Anyone who’s driven through Draper, Utah knows there isn’t much there to put it on the map. Its claims to fame are relatively few, including being home to Utah’s first Ikea Store and professional golfer Mike Weir. It’s most renowned for being the place where convicted murderer Gary Gilmore was executed. But all of that is about to change.
The super-charged sister band Meg and Dia are about to release their debut full length Something Real. And if the EP What Is It? A Fender Bender is any indication of what the full length is like, Draper and the sister band it has spawned will have made their marks in the world.

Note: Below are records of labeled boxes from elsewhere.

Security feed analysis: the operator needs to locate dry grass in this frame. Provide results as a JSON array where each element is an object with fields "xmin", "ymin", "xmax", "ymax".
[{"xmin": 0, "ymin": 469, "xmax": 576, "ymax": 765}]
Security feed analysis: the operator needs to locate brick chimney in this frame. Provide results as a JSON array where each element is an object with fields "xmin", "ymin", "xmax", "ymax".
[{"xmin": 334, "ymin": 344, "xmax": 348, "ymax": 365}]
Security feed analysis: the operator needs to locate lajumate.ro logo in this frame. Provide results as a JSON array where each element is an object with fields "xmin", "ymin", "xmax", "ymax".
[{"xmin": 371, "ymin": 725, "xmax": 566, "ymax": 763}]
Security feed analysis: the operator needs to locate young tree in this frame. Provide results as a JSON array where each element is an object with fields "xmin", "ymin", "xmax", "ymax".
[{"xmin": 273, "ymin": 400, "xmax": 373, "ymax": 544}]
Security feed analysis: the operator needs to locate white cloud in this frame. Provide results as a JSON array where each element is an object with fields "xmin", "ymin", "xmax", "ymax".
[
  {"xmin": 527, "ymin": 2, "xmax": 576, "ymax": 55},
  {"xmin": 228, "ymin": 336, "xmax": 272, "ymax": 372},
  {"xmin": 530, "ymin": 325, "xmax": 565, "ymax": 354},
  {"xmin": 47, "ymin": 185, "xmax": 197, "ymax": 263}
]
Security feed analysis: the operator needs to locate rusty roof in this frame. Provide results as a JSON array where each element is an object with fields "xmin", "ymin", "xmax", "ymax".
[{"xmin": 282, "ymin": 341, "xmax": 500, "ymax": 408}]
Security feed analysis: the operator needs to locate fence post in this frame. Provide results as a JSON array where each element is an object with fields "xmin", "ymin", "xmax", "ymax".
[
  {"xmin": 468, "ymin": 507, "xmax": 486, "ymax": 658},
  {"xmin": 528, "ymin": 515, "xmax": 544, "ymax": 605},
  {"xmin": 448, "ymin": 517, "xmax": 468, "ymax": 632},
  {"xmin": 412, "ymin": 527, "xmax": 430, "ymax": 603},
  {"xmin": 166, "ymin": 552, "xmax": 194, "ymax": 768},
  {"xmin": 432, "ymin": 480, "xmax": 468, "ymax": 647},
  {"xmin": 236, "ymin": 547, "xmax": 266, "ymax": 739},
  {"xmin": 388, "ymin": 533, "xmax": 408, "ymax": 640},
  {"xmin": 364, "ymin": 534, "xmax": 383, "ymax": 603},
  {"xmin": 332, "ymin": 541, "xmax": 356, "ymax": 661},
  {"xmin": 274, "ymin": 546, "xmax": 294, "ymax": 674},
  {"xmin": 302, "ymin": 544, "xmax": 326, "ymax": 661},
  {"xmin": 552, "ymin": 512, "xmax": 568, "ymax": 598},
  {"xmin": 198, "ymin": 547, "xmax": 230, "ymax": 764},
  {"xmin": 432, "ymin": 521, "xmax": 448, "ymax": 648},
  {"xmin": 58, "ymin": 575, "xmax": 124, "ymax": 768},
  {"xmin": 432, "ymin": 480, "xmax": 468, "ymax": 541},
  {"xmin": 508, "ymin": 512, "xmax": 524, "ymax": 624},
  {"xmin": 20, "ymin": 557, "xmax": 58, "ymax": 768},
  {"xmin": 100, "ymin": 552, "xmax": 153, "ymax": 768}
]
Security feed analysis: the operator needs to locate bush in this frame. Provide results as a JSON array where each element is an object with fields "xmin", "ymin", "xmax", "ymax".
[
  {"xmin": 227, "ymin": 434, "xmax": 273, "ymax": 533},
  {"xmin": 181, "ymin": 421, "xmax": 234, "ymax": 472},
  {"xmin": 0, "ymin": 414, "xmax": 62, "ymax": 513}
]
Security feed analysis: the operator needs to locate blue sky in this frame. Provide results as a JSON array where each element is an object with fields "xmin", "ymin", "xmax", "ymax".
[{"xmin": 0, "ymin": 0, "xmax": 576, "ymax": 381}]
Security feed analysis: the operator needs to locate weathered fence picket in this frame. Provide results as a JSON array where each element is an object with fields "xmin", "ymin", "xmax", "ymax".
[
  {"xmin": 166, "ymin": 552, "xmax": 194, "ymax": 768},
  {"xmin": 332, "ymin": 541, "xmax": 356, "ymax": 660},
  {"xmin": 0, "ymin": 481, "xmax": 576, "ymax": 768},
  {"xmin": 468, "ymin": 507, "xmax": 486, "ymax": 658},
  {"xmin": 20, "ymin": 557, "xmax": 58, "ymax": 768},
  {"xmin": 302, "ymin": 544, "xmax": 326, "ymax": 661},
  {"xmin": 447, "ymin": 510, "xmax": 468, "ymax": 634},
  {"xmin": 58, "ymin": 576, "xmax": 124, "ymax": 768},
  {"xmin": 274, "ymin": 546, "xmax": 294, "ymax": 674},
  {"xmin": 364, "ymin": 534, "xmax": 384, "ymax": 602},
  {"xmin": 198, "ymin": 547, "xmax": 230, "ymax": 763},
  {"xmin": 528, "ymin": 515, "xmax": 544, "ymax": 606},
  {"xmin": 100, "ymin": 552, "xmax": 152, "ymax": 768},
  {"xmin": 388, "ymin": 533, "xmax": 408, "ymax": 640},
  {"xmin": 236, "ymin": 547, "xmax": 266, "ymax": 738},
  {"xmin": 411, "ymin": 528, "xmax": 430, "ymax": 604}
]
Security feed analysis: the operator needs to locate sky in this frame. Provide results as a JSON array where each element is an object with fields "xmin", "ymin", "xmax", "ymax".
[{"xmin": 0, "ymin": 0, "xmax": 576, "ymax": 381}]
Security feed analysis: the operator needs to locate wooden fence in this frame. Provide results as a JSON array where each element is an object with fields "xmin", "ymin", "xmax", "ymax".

What Is It? A Fender Bender is an extraordinarily powerful piece of emo/punk oriented music. Meg and Dia Frampton spill gallons of personal angst into the microphones recording this album, and pepper their style with equal amounts Joan Jett, early Slits and grrl rockers The Gits. It’s all wrapped up by the nicely packaged Frampton’s, who look like women you could bring home to mom, and then burn down the town with. Sisters Frampton are ably assisted by guitarist Kenji Chan, who produces some riveting, chunky tones a la ‘80s Neil Young, and the mellifluous rhythm of drummer Nick Price. Together, the quartet rips their way into your soul with the animus of starving wolves.
The opening song, “Monster,” is larger than life, with Price and Meg Frampton and Chan punching out a torrid backbeat which automatically sucks you into their world. Dia Frampton’s seemingly sweet vocals turn to a growl in seconds, turning melodic again in the bridge. “Indiana” ascends from a marvelous rev-up from Chan, and then follows a path to chorus supported by Meg’s lovely acoustic guitar. Track three is a self-produced demo of “What Are You Into?” which focuses on Meg and Dia alone. The last track, “Santa Barbara,” is another acoustic guitar entry that features Meg and Dia’s wondrous vocal harmonies. The EP also features a video of the opening track “Monster” as a bonus. Each song on What Is It? A Fender Bender shimmers like the sun against a backdrop of puffy clouds on a dry, Northern Utah day.
Draper is going to have to prepare itself for the wealth of fame heading its way. For a town known for the death of its most famous resident, Draper will experience life anew by its young denizens Meg and Dia. Don’t be too surprised if it becomes a haven for bands mining its depths to discover the rich vein of emotional gold that defines the sisters Frampton.